Son parcours dans l’Amérique des années 60 l’a conduit à s’engager auprès des socialistes, à militer pour les droits civiques, et à ne jamais oublier de plaider pour les classes. Après un séjour au kibboutz, il s’est engagé en politique en 1971 auprès du Liberty Union Party, né aux lendemains de l’opposition à la guerre du Vietnam. Il s’est donc toujours affiché en indépendant, avant de tenter sa chance pour les élections de 2016 sous étiquette démocrate – puisqu’une candidature indépendante ne saurait aboutir dans un pays organisé en deux partis. Maire de Burlington puis premier représentant à la chambre sous étiquette indépendante, Bernie a choisi d’échapper au bipartisme pour ne jamais transiger sur son agenda politique et de fuir toute pression partisane au moment de votes sensibles, tout en promouvant un message souvent iconoclaste. Et il semble qu’il soit aujourd’hui entendu par ceux qu’il défend: les moins de 30 ans et toute une catégorie aux revenus inférieurs à 30 000 dollars par an (des classes qui traditionnellement ne votent pas, dans un pays où l’abstention aux présidentielles atteint 40% des inscrits), se déplacent par milliers pour ses meetings. Hier quasi-inconnu à l’échelle nationale, il devance Clinton dans un des états-tests, le New Hampshire : tout au long d’un été en chute libre, Hillary peinant à rassembler ses troupes pour ses meetings, pourtant tenus dans des lieux de taille plus modeste. La différence ne pourrait être plus nette : Bernie est l’anti-Hillary. Au cours de l’été 140 000 personnes ont signé pour faire sa campagne en tant que – le soutien vient de modestes contributions de sa base et non de larges chèques de donateurs qui sont la marque de la campagne Clinton, qui multiplie déjà les spots publicitaires. Plutôt que 5 secondes entre deux spots pour des voitures, les responsables de campagne Sanders ont choisi un différent format : un mini-documentaire de 5 minutes sur internet qui raconte l’histoire de Bernie et les raisons de son engagement. Et ses projets pour le pays.

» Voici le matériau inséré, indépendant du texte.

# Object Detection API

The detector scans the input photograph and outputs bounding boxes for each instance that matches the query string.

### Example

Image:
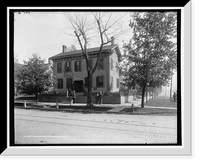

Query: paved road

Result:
[15,108,177,144]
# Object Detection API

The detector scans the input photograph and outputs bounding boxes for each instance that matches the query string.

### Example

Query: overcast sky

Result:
[14,12,132,64]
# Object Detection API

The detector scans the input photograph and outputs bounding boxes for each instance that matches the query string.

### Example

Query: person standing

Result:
[96,92,99,104]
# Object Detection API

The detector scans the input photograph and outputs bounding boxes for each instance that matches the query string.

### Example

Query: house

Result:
[49,41,121,94]
[14,62,24,95]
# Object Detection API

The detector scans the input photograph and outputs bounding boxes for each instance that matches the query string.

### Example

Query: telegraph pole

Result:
[170,69,173,100]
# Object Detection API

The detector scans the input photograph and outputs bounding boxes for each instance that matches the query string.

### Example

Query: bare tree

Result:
[64,12,126,106]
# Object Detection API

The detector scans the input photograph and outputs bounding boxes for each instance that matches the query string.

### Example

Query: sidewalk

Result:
[16,96,177,114]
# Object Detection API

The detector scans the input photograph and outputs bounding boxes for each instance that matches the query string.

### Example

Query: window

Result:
[57,79,63,89]
[110,58,113,70]
[98,58,104,70]
[85,77,92,88]
[96,76,104,87]
[117,79,119,88]
[66,78,73,89]
[57,63,62,73]
[89,59,92,69]
[74,60,81,72]
[115,62,119,73]
[65,62,71,72]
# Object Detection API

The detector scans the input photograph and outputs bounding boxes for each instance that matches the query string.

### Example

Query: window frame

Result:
[65,61,72,72]
[57,62,62,73]
[98,57,104,70]
[74,60,82,72]
[110,58,113,70]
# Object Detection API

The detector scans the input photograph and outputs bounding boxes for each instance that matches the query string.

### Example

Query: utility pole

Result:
[170,69,173,100]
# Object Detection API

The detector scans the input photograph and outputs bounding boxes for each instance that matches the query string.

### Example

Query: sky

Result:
[14,12,132,64]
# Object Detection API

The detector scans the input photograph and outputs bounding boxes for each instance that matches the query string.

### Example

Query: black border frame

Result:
[10,9,182,146]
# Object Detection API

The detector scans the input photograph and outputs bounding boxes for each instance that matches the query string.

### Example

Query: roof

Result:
[49,44,120,59]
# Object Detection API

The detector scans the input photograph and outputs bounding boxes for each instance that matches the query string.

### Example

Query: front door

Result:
[74,80,83,93]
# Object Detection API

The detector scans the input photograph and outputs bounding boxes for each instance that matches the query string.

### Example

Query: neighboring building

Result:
[49,42,121,93]
[14,62,23,95]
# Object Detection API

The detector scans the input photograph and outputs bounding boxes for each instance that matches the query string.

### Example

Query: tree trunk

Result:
[87,72,93,107]
[141,86,145,108]
[35,93,38,104]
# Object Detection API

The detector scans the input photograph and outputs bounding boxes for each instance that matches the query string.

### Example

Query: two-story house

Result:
[49,42,121,93]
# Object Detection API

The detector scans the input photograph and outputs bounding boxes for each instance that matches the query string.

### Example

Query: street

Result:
[14,108,177,144]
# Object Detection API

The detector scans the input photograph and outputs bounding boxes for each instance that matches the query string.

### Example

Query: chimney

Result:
[111,36,115,46]
[62,45,67,53]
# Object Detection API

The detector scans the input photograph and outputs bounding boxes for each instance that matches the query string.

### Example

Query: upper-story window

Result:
[57,63,62,73]
[98,58,104,70]
[65,62,71,72]
[96,76,104,87]
[74,60,81,72]
[57,79,63,89]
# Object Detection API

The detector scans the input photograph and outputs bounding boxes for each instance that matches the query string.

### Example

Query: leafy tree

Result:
[67,44,77,52]
[65,12,125,106]
[17,54,53,101]
[124,12,177,108]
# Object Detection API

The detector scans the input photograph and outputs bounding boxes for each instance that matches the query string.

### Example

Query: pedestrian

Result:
[99,91,103,104]
[73,91,76,103]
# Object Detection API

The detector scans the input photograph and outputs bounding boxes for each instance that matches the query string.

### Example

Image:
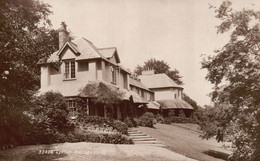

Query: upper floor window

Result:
[111,67,116,84]
[64,60,76,79]
[66,99,78,117]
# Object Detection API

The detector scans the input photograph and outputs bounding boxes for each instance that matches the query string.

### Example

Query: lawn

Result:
[0,142,195,161]
[137,124,231,161]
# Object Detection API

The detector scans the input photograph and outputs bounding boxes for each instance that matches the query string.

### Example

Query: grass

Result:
[138,124,231,161]
[0,142,194,161]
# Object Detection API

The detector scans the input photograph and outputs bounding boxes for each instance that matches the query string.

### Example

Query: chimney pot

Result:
[59,22,69,49]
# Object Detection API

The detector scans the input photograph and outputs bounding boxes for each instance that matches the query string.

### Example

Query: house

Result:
[129,74,160,116]
[138,70,194,117]
[38,23,148,119]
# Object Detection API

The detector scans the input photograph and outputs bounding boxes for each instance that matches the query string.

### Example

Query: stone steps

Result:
[128,129,165,147]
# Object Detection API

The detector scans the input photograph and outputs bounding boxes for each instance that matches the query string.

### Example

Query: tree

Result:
[0,0,58,147]
[202,1,260,160]
[134,58,183,85]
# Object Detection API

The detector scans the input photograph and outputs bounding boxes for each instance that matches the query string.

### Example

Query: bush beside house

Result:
[0,92,132,148]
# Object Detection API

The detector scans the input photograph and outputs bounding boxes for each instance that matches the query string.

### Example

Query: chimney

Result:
[142,69,154,75]
[59,22,69,49]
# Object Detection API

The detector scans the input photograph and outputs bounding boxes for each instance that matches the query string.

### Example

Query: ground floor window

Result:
[66,99,78,117]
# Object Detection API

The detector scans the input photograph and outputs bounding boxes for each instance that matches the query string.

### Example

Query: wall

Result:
[152,88,182,100]
[47,48,98,85]
[41,65,50,88]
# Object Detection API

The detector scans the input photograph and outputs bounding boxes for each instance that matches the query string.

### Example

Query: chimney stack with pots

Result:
[59,22,69,49]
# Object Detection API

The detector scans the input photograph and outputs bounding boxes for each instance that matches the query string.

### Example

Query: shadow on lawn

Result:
[203,150,229,160]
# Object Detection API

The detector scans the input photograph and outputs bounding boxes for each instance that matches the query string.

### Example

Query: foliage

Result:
[182,93,198,110]
[24,92,74,144]
[124,117,134,127]
[164,117,172,124]
[124,117,139,127]
[156,114,164,124]
[139,112,154,127]
[110,120,128,134]
[134,58,183,85]
[202,1,260,161]
[83,82,124,119]
[0,0,58,148]
[78,116,128,134]
[30,92,69,130]
[168,109,176,117]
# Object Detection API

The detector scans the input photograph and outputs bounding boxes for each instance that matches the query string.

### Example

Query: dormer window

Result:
[111,67,116,84]
[64,60,76,79]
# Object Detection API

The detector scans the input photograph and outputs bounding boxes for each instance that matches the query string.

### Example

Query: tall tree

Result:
[0,0,58,146]
[134,58,183,85]
[202,1,260,160]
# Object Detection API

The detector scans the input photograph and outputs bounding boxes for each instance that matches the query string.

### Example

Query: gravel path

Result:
[135,124,231,161]
[0,142,195,161]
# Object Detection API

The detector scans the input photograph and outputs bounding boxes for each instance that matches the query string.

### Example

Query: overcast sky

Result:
[43,0,260,105]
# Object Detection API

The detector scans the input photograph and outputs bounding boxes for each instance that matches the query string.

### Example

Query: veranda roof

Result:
[138,73,182,89]
[38,81,148,104]
[157,99,194,110]
[147,101,161,110]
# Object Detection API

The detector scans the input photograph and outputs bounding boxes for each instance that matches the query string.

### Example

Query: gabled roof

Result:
[138,73,182,89]
[38,38,130,74]
[129,77,152,92]
[98,47,120,63]
[157,99,194,110]
[56,41,79,56]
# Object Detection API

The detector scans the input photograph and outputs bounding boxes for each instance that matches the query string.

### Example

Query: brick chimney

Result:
[59,22,69,49]
[142,68,154,75]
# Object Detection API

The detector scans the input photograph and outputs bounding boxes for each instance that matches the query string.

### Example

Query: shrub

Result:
[156,114,164,124]
[30,92,69,130]
[133,118,140,127]
[124,117,134,127]
[164,117,172,124]
[22,92,75,145]
[110,120,128,134]
[78,116,128,134]
[139,112,154,127]
[124,117,139,127]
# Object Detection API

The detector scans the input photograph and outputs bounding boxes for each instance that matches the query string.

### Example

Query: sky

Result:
[42,0,260,106]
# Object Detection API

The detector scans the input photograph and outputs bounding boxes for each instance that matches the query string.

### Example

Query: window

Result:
[66,99,77,117]
[111,67,116,84]
[64,60,76,79]
[141,90,144,98]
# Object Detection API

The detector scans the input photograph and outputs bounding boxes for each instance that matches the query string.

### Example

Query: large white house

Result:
[38,23,153,119]
[139,70,194,117]
[38,23,192,119]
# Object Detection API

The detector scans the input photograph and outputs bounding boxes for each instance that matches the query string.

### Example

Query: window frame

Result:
[63,59,76,80]
[66,99,78,117]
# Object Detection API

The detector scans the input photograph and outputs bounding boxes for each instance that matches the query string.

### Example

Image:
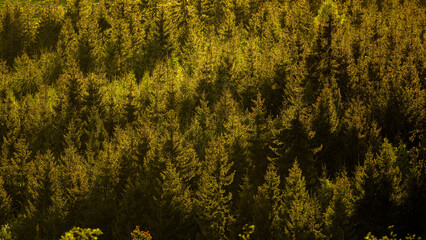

Restent bien des questions. Qui seront les autres candidats aux primaires démocrates ? Alors que le camp républicain a plus de quinze candidats, le champ démocrate est pour le moins clairsemé et, au regard de la chute d’Hilary dans les sondages, certains tournent leurs espoirs vers Joe Biden, le vice-président. Endeuillé par la perte de son fils, celui-ci réserve encore sa décision. Quoi qu’il en soit, Sanders doit aujourd’hui capitaliser sur cet engouement tout en relevant d’autres défis, et notamment un déficit d’adhésion parmi la population noire américaine, acquise à Hilary. De plus, les médias et concurrents vont bientôt dépasser le stade d’observation du phénomène Sanders : Bernie peut se préparer à l’objet d’enquêtes à charge, aux attaques personnelles sur son passé ou sur d’éventuelles zones d’ombre qui sont le lot de tout candidat jugé sérieux. Et surtout, il lui faut convertir cet enthousiasme populaire en vote des délégués. Sur les 700 délégués démocrates, 400 soutiennent Hilary Clinton à ce jour. Mais qui aurait pu soupçonner, au printemps dernier, lorsque la candidate semblait imbattable, que l’élection de 2016 deviendrait aussi indécise au sein même du camp démocrate. Dix mois nous séparent de la convention démocrate de Philadelphie, du 25 au 28 juillet 2016. L’été 2016 sera-t-il, comme celui de 2015, la saison de Bernie?